Meatballs are so tasty and the more you make them the better you get!
This is the way my grandma made them but I use ricotta instead of bread crumb to keep the meat tender and juicy.
Your entire family will go crazy over these. Meatballs are a fast light weeknight supper to serve with a wooden bowl of salad - or make spaghetti for your family!
- 1 pound lean ground beef or beef & pork 'meatloaf mix'
- 1 large egg
- 1/4 cup ricotta
- 1/2 cup freshly grated Parmesan or Locatelli cheese
- 1 1/2 teaspoons sea salt
- 1/2 teaspoon freshly ground black pepper
- 3 garlic cloves, minced then mashed
- 1/2 cup chopped flat leaf parsley - don't skip this, fresh parsley is the key to flavor and color
- Olive oil
Blend the ground meat with the egg, ricotta, cheese, salt, pepper, garlic and parsley in a large bowl until well blended. Roll the mixture into 8 portions, about 1/3 cup each. I use a metal ice cream scoop to portion my meatballs.

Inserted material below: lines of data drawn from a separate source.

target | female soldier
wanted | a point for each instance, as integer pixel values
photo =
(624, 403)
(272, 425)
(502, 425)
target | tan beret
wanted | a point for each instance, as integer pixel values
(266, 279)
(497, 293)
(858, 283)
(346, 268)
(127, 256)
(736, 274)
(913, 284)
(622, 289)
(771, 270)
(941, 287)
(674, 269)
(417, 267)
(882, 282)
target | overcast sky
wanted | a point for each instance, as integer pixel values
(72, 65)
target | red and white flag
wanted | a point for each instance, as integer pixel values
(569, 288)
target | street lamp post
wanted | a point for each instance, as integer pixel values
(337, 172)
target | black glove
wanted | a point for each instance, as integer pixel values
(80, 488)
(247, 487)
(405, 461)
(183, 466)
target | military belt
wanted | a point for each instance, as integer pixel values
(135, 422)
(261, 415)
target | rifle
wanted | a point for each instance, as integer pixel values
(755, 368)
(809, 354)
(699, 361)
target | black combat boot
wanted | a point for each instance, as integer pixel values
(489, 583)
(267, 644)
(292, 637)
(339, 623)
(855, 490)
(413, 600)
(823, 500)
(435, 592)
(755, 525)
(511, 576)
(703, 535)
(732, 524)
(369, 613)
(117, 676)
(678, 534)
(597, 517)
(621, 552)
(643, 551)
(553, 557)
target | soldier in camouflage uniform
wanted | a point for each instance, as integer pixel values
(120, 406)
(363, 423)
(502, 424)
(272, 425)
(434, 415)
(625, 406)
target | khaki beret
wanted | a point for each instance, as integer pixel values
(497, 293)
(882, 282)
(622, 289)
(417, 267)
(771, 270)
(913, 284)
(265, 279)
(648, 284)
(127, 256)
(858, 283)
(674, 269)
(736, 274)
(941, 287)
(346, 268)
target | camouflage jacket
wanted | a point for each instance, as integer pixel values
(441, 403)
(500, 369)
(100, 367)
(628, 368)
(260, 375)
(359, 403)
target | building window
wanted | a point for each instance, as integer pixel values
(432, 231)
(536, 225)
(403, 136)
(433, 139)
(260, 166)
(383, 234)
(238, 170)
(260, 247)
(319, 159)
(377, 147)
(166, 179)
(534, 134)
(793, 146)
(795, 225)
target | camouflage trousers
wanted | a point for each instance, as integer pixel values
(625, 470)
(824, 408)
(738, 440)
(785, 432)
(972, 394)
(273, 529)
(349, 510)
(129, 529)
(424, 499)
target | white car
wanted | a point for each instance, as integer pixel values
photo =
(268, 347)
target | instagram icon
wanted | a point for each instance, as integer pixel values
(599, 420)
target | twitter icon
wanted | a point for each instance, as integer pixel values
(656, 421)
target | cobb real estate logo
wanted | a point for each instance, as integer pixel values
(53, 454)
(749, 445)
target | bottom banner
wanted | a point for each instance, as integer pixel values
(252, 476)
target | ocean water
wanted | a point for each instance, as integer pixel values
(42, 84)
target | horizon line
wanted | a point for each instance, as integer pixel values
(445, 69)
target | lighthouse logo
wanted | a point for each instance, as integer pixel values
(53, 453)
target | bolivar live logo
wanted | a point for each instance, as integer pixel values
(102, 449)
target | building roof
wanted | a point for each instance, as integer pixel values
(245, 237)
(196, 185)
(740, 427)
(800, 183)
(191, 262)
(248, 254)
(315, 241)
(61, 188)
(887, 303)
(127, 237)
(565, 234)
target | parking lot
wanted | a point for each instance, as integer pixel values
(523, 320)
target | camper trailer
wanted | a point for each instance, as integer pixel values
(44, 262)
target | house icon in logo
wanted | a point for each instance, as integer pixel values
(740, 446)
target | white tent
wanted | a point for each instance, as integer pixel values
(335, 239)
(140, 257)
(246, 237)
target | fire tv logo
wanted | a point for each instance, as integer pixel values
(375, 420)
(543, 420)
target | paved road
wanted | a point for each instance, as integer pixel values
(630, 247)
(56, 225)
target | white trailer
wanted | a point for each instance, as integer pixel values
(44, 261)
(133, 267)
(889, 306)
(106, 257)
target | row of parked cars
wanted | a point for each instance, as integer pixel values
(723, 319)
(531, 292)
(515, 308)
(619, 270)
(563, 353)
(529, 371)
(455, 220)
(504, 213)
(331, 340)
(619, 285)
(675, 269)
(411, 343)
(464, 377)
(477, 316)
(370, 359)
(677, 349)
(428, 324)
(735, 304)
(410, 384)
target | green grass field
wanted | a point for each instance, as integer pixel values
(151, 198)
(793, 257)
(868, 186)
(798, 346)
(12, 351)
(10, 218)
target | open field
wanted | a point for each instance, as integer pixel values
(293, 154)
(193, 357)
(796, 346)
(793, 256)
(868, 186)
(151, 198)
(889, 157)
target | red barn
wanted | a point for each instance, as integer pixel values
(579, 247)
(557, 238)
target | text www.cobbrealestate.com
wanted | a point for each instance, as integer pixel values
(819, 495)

Heat 1 tablespoon oil in a medium nonstick skillet - arrange the meatballs in the pan, brown on side down, and carefully turn, browning on each side, 5 to 6 minutes. Remove to a shallow dish. They will not be cooked all the way through, but will finish in the sauce. Set aside to add to sauce.
Prepare a pot of Quick Tomato Basil Sauce, adding the meatballs plus all the juices from the dish. Lower heat and simmer 15 to 20 minutes.
Serve on a plate with a scoop of ricotta if desired and a lightly dressed green salad.